6.1. The facts and grounds of the appeal have been carefully considered. It is evident from the assessment order that the AO had given sufficient opportunity to file explanation, first through notices u/s 142(1). The appellant failed to respond to any of these letters/notices. In fact, the appellant did not file any return despite service of notice u/s 148. Later, a final show cause notice dated 29-10-2018 along with the notice u/s 142(1) issued to the appellant and the appellant has not responded. From this record, it is well understood that the appellant had no explanation about the said addition and therefore AO had rightly concluded the assessment u/s 144 by making addition of Rs. 15,98,000/- as unexplained cash deposits to the total income of the appellant.

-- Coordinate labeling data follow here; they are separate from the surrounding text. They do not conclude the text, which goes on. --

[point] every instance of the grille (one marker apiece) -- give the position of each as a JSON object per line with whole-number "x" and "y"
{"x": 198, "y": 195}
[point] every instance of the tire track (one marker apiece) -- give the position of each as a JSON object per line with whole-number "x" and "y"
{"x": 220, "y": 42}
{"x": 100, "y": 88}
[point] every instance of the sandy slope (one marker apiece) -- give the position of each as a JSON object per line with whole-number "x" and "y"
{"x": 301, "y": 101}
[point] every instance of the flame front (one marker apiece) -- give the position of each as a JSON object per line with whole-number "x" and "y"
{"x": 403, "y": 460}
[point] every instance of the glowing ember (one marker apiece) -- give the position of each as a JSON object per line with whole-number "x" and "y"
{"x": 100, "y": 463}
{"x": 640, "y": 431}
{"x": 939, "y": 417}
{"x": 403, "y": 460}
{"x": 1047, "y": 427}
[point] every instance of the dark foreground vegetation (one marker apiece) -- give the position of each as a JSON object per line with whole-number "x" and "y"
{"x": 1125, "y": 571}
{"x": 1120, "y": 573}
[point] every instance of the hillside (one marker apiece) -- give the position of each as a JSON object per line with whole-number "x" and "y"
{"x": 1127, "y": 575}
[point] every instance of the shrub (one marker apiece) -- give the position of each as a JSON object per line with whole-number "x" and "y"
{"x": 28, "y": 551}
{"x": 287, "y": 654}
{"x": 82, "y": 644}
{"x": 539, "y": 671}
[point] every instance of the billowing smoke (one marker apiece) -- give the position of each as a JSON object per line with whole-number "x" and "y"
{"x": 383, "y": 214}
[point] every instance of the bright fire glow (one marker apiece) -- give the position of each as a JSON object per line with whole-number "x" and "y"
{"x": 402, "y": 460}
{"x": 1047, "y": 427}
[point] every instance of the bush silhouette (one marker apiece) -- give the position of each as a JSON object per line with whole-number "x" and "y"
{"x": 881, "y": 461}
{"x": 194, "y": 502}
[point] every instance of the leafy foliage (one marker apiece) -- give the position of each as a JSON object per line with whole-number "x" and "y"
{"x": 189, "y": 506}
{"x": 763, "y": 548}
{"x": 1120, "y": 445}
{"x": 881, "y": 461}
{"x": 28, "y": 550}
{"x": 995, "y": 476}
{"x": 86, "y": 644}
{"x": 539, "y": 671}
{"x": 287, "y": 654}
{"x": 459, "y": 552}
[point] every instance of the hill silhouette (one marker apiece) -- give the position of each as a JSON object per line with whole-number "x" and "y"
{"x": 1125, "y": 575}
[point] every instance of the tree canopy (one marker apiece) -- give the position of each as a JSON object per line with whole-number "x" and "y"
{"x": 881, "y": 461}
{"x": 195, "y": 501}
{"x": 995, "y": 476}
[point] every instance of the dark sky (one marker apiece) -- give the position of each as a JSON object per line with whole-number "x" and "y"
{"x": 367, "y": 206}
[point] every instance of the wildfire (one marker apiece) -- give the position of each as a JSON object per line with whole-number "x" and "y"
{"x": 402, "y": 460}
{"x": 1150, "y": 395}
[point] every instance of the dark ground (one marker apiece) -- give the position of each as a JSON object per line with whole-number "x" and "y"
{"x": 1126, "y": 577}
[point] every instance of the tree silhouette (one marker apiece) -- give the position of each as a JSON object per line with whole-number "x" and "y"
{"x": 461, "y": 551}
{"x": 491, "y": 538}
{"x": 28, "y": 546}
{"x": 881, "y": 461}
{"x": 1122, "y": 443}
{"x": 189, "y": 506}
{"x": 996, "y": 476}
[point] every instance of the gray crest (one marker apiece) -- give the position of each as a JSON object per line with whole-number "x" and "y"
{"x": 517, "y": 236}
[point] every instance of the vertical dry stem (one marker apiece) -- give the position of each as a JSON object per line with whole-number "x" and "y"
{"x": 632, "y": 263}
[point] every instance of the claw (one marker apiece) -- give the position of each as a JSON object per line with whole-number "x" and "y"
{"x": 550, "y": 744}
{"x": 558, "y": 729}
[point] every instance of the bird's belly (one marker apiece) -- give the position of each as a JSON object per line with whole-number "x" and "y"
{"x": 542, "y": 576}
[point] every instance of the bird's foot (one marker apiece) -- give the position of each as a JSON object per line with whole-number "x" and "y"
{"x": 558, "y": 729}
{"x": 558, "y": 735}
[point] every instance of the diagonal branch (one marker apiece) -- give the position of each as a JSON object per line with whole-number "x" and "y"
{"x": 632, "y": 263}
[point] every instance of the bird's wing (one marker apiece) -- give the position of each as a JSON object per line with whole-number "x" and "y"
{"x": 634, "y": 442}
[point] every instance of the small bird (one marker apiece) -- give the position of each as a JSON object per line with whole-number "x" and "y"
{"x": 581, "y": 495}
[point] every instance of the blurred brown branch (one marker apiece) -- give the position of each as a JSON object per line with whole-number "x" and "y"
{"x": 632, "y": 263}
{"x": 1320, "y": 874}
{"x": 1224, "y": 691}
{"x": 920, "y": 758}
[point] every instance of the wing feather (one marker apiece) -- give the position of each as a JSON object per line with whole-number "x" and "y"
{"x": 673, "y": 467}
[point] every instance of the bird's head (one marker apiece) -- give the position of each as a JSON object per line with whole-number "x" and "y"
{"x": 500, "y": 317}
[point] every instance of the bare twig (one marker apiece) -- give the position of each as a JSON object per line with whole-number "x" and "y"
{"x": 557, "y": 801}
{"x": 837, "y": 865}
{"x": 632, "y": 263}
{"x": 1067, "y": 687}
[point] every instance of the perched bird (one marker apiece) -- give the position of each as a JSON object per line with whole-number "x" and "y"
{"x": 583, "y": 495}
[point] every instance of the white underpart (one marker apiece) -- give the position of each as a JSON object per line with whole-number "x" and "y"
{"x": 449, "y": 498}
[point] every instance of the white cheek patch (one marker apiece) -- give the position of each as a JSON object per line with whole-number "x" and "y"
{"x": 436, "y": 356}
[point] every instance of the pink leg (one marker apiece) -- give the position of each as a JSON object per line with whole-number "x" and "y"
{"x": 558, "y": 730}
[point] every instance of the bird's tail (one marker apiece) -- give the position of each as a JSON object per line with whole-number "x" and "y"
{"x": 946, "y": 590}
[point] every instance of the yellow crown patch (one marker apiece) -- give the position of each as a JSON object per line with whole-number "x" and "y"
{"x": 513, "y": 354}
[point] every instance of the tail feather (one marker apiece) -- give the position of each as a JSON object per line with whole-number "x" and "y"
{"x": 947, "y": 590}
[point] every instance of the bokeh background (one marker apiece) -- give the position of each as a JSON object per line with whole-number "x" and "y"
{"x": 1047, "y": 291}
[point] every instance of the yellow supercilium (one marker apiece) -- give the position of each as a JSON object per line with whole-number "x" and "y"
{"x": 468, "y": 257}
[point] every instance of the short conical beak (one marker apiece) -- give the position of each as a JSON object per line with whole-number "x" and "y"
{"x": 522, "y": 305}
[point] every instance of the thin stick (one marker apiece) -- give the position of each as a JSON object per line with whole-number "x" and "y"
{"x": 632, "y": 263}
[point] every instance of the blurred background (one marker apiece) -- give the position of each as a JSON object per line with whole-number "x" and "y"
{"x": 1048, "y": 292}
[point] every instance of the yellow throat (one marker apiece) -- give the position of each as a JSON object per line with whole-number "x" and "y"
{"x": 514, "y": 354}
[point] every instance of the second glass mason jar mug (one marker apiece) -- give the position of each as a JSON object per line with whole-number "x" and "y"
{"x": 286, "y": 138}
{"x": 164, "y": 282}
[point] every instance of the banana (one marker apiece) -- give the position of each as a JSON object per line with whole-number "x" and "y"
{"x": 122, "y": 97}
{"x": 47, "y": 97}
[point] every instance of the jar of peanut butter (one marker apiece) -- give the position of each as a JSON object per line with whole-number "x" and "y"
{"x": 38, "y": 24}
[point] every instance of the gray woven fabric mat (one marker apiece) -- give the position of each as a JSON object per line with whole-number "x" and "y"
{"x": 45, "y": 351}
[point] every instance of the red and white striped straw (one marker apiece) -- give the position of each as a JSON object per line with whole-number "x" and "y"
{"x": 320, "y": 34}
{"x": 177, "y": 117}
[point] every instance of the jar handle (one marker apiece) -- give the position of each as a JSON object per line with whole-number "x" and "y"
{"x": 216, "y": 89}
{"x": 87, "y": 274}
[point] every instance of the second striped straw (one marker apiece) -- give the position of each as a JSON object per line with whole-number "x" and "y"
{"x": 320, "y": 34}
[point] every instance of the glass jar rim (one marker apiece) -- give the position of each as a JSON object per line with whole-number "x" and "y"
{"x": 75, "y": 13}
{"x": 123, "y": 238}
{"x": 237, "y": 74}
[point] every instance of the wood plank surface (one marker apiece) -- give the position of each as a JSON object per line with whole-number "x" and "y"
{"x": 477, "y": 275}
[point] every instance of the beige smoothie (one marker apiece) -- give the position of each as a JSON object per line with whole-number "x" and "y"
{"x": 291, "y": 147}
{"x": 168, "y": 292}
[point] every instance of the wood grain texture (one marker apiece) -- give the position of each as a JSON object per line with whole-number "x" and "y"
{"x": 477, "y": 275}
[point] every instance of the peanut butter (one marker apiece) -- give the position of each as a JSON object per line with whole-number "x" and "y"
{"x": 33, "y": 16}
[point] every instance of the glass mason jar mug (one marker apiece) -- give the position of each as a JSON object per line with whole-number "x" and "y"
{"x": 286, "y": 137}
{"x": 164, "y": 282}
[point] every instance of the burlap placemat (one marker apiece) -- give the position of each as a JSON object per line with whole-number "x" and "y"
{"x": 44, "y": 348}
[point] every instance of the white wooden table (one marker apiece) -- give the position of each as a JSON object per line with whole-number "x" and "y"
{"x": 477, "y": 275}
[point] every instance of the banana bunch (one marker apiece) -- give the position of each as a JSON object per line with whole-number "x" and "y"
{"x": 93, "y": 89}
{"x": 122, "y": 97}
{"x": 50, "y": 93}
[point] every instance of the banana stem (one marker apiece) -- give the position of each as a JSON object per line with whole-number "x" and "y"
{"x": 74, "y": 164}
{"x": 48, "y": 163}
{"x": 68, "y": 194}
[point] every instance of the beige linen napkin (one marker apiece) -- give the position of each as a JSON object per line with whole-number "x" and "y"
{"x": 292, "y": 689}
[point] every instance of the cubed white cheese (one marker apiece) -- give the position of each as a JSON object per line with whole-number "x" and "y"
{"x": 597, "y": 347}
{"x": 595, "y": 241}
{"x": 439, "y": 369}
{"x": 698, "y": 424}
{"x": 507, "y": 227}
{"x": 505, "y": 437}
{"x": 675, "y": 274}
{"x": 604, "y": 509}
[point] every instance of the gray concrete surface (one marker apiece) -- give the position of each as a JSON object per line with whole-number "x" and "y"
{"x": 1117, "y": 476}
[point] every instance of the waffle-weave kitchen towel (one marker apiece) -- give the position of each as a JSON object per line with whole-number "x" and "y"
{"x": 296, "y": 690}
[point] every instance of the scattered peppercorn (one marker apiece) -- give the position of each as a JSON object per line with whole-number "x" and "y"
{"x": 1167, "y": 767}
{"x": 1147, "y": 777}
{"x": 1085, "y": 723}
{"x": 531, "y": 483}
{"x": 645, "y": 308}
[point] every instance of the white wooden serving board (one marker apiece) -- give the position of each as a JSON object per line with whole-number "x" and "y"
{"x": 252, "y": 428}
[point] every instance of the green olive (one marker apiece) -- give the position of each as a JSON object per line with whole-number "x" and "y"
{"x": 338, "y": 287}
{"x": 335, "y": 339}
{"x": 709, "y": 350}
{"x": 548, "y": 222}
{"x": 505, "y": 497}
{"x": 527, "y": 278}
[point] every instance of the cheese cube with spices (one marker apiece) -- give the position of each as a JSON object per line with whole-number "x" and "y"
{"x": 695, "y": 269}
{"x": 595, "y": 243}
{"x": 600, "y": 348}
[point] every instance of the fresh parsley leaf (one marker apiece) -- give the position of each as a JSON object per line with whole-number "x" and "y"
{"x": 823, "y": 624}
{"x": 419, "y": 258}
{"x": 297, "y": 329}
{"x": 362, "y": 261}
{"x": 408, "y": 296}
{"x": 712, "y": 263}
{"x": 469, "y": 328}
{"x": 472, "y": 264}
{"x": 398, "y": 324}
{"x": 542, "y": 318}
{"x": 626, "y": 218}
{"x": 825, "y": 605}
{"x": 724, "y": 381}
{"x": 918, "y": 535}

6.2. Though the appellant claims that the AO was not justified in making such assessment, he never put forth any reasons for claiming so. Even during current appellant proceedings, the appellant never came forward with his explanation to the grounds mentioned by the appellant despite being offered number of opportunities through hearing notices issued by this office. The onus lies on the appellant to prove his case before seeking relief in the appellate proceedings. On this front, appellant miserably failed. In these circumstances, it is deemed fit not to interfere with the assessment made by the AO. Accordingly, the addition made by the AO is upheld and grounds are dismissed.”
3.2. On further verifying the records, we also noticed that during the assessment proceedings, notice under section 142(1) dated 13.08.2018 was issued by the AO fixing the case for hearing on 27.08.2018, but the same returned back undelivered. Thereafter, notices u/s 148 and 142(1) of the Act were served through affixture on the assessee. Since no compliance was made by the assessee, a final show cause notice under section 144 dated 29.10.2018 along with notice under section 142(1) of the Act was issued to the assessee fixing the date of hearing on 14.11.2018 to furnish the reasons why the cash deposit in the saving bank account should not treated as unexplained money under section 69A of the Act. In the said notice it was specifically mentioned that in case of non compliance, order under section 144 shall be passed. Since, even on the said date of hearing none appeared on behalf of the assessee, therefore, the order of assessment was passed under section 144/147 of the IT Act on 26.11.2018 thereby making the addition.
3.3. From the entire sequence of events and the conduct of the assessee in non compliance of the repeated notices, it appears gross negligence on the part of the assessee and wastage of precious time. In our considered view, non compliance of notice issued by the Authorities and non appearance before the Authorities inspite of repeated notices/summons is dis-regard towards the Authorities. Be that as it may, without going into merits, considering the interest of natural justice, one more opportunity is granted to the assessee, of Rs. 5,000/- for negligent attitude during income tax proceedings, to be deposited in the Prime Minister’s Care Fund and proof thereof should be produced.
Since we have restored the matter to the file of the A.O. for adjudicating the matter afresh after providing reasonable opportunity to the assessee, the other grounds raised have become infructuous and need no adjudication.
In the result, the appeal of the assessee is allowed for statistical purposes.
Order pronounced in the open Court on 31/08/2022.